But you can count the dead bodies from alcohol, tobacco, and
But you can count the dead bodies from alcohol, tobacco, and legal pharmaceuticals by the millions.
Hear now the thunderous cry of Jack Herer: “But you can count the dead bodies from alcohol, tobacco, and legal pharmaceuticals by the millions.” This utterance, sharp as a blade and sorrowful as a funeral dirge, exposes the hypocrisy of a society that condemns some substances while sanctifying others, even as those “legal” poisons bring untold death and suffering. His words are not idle, but a reckoning—a call to see truth where deceit has long prevailed.
The meaning of this quote is plain yet piercing: though much fear and stigma are cast upon certain plants and medicines, the real slaughter comes from the substances already accepted and consumed daily. Alcohol fills graveyards with the victims of disease, violence, and accident. Tobacco blackens lungs and shortens countless lives with cancer and disease. And pharmaceuticals, though born of science and often cloaked in the language of healing, have given rise to epidemics of addiction, especially in the modern age of opioids. These are not minor tragedies, but rivers of blood that flow across the world, leaving millions dead in their wake.
History bears witness to this truth. In the 1920s, the United States tried to ban alcohol during Prohibition, declaring it the source of moral decay. Yet even before and after its prohibition, alcohol has claimed more lives than many wars—through cirrhosis, drunk driving, and violence born of intoxication. And yet, despite the carnage, it is sold openly, celebrated in festivals, and accepted as normal. Here lies the hypocrisy Jack Herer condemns: that what is familiar is excused, even when it kills by the millions.

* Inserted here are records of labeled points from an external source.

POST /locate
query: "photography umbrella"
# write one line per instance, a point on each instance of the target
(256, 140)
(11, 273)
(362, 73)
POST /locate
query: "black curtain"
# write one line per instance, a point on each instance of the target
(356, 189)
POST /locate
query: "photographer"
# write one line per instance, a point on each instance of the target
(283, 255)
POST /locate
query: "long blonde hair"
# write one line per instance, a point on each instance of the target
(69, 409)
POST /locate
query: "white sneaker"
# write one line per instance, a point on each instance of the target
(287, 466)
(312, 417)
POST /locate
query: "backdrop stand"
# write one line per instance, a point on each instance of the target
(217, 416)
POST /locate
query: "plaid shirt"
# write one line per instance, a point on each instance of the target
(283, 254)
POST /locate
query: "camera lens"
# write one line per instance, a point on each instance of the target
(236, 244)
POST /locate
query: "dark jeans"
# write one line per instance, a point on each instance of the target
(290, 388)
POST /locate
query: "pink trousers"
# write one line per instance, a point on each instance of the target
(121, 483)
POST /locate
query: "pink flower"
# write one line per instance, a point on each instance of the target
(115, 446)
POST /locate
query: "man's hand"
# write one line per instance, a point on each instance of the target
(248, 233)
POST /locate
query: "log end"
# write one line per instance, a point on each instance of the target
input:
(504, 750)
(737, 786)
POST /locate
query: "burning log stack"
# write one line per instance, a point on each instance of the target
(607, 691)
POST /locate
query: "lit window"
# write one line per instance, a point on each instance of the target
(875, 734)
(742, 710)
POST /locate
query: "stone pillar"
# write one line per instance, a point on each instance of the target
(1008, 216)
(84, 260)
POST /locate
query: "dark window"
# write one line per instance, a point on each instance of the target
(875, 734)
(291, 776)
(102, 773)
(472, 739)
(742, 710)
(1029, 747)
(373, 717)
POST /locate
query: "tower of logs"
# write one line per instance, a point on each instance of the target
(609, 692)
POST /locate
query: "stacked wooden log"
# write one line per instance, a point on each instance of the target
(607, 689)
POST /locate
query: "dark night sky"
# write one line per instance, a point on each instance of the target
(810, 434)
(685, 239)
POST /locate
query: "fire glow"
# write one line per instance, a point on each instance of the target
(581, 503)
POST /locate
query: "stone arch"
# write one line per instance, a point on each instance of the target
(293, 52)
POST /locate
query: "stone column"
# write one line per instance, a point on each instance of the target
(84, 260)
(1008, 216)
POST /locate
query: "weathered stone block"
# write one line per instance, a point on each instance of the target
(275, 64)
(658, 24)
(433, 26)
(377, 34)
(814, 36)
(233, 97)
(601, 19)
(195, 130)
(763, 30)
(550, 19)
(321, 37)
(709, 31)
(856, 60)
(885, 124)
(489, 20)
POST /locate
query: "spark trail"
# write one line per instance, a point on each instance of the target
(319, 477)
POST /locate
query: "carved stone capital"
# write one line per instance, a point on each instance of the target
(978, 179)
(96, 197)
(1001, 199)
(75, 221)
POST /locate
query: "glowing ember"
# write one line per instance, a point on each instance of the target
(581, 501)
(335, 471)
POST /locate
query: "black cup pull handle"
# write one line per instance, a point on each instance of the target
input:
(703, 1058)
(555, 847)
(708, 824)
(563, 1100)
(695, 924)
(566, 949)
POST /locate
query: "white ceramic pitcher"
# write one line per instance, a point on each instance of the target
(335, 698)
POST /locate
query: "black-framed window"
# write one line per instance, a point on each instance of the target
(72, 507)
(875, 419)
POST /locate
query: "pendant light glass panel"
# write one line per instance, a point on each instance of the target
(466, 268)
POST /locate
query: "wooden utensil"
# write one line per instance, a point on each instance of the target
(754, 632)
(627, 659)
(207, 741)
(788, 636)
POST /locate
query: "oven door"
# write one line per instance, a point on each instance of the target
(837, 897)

Consider also the tobacco empires of the twentieth century. For decades, cigarette companies denied the link between smoking and cancer, even as doctors and scientists raised alarm. Their deception led to the death of millions worldwide, while their coffers swelled with gold. Only after relentless struggle did the truth become widely accepted, and yet the smoking of tobacco remains legal and widespread. Herer’s words echo here: the body count is not hidden—it can be counted in hospital beds, in urns, in graves.
And now, in our own time, the plague of prescription drugs, especially opioids, has swept across nations. Marketed as safe, prescribed in excess, these pharmaceuticals have enslaved millions in addiction, destroying families, hollowing out towns, and leaving cemeteries heavy with the young. This devastation is not from illicit crime alone, but from the very institutions meant to heal. Once again, we see the truth in Herer’s cry: the real harvest of death comes not from the criminalized, but from the legal.
The lesson is clear and urgent. We must not measure the worth of substances by the stamp of legality, but by their true impact upon human life and dignity. What is lawful is not always righteous, and what is forbidden is not always harmful. The wise discern not by the decree of governments or the profits of corporations, but by the fruits borne in the bodies and souls of men. A society that ignores this truth will continue to count its dead bodies by the millions, blind to the cause.
Practical action lies before us. Question the systems that profit from death while branding themselves as guardians of health. Demand honesty from industries and governments that allow poisons to circulate freely. Choose moderation and mindfulness in what you consume. Teach your children not only the dangers of the illegal but also the silent devastations of the accepted. And above all, strive for a society that values life above profit, truth above deception, and wisdom above hypocrisy.
Thus let Jack Herer’s words resound as both warning and prophecy: the graves of the world testify against our blindness. Until we see clearly, until we act justly, the earth will continue to be covered with the fallen—taken not by forbidden fruits, but by the legal poisons we have embraced as normal.